WOOD STORAGE AND FURNITURE DESIGN
By Ross Roepke, Dec. 2002
This is an extension of the earlier article by Loyd Ackerman, and I will discuss some of the issues related to storing wood and using wood in furniture design and construction. I have heard woodworkers discussing whether kiln dried or air dried lumber was better for building furniture. I want to shed a little light on these subjects based on my experience and observations over the past 50 years.
For reference, air-dried lumber reaches an equilibrium moisture content (EMC) between 12% (in April) and 14% (in August) in this region of the country (Ref. Modern Woodworking, Nov/02) because the mean relative humidity is above 70%. The problem occurs when a larger piece of furniture is taken into the house where the relative humidity in the winter months may drop to 35% for extended periods. Then the EMC may drop to 6% or 8% depending on the region of the country. Then, as the wood dries, it shrinks; the amount depends on the type of wood, direction of the grain, and the protection provided by the finish.

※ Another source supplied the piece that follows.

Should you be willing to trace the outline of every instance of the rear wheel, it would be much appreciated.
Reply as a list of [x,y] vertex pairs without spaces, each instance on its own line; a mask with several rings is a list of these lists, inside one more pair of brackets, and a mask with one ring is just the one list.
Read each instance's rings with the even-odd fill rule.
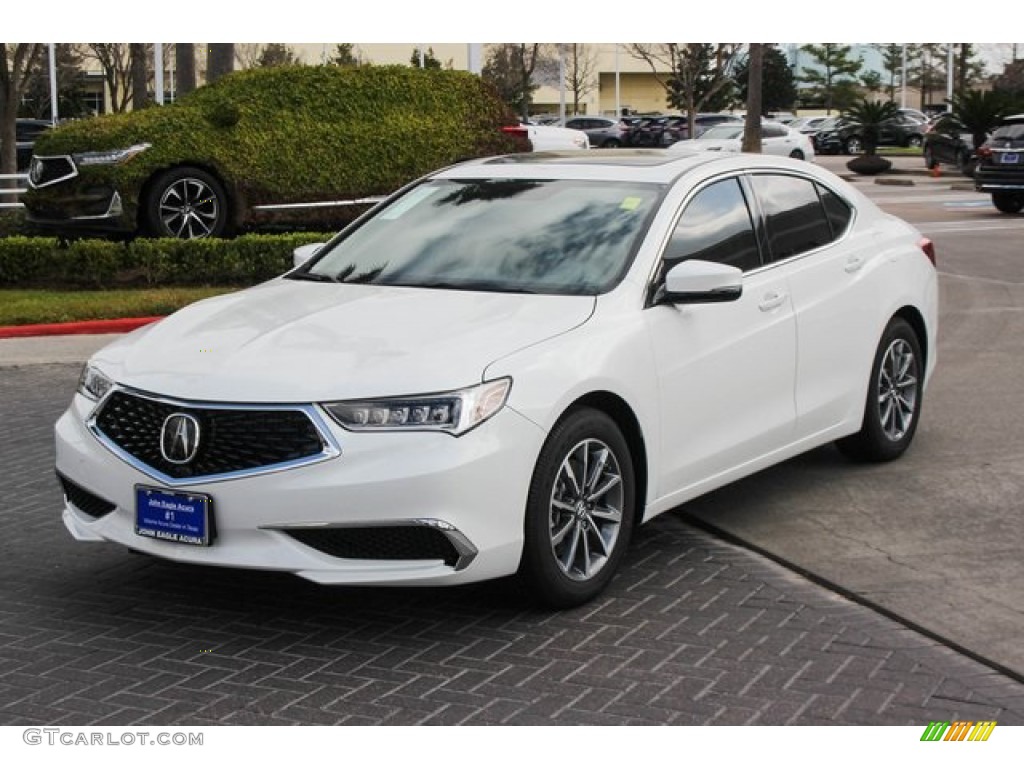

This shrinkage takes a finite time to occur. And the destructive effects depend on the relative movement of two joined pieces and how much of that movement can be accommodated by stresses in the wood and in the glue joint itself. These factors may let the furniture survive for several years. But, the repeated cycling from summer to winter and long-term embrittlement of the glue has deleterious effects on joints. If you desire your furniture to survive for your great grandchildren to enjoy, special care is needed in the design of the furniture.
That design is probably more important than the EMC of the wood itself. If the 6% change in EMC is a concern, the design is probably not ideal. There are times, however, where cross-grain gluing is necessary such as on the rails of chair legs or table legs. I just read last year that more chair leg failures are caused by wood shrinkage than by misuse of the chair.
For small pieces of furniture where any cross-grain glue joints are short, or even for large pieces where there are no cross-grain glue joints, the wood shrinkage is not likely to cause serious joint stresses. Over the years, I have observed numerous cases where hobby woodworkers have built tabletops firmly attached to the rails or where they have glued a face board across the end of the tabletop to cover the end grain. In most cases, the tabletop will be split several places across the tabletop because of wood shrinkage. Even I have done this in my earlier years; but I learned from my disappointments. I now make it a point to not ever glue any cross-grain over 3 or, at most, 4 inches. Special attention is necessary to keep from doing this, both during the design and construction, because it is so easy to slap glue onto a piece where it can later create problems.
Now back to the kiln vs. air-dried lumber. We go to the lumber yard and buy kiln dried lumber with the concept that it is safe to build with. But, that lumber has likely been stored in an open shed exposed to the ambient humidity for maybe several months. Whether originally air-dried or kiln dried, the chances are that it is at an EMC of 12% or higher. Or if you bring it home and keep it for several months in your unheated shop, it matters little what treatment it has had in the past.
Lumber at 12% EMC is adequate for making small pieces, or where there are no cross grain joints, or any time wood shrinkage will not produce joint stresses. The only safe way to build furniture is to design it so that variable EMC levels are not critical to it’s endurance.
There are other ramifications of using high EMC wood though that are quite subtle. A glue joint can sometimes be felt because the glue extends through the finish after the wood shrinks. Or, the glue may not cure as fast or it may not provide a full strength joint. And sometimes stresses or distortions are produced in a piece of wood, such as in stress wood, as it dries.
I used to store my wood supply in my garage or in a lean to. About 10 years ago I bought a 12 X 20-ft barn from Belvidere and installed racks for wood storage. I use a dehumidifier to keep the relative humidity to about 35% most of the year. However, a dehumidifier is ineffective below 60 deg. F so I turn it off over the winter months. There are desiccant dryer systems that work in cold weather but they are quite expensive.
The article in Modern Woodworking recommends using heat to control the EMC. To maintain the EMC at 7%, the storage area should be heated 22 deg. F above the outside morning temperature of the day. This reduces the relative humidity and thereby controls the EMC. I have not done this because I have not yet insulated my barn and it would be prohibitively expensive to heat it now. Now I depend on the dryness of the wood to help maintain the relative humidity of the building. On warm days in the winter, I start the dehumidifier, when I think of it! I need to get a thermal switch to turn it on automatically.
I only learned much of this recently so have not benefited from the information. So I pass it along to others so they can receive some benefit from my experiences. Please feel free to ask if you have any questions.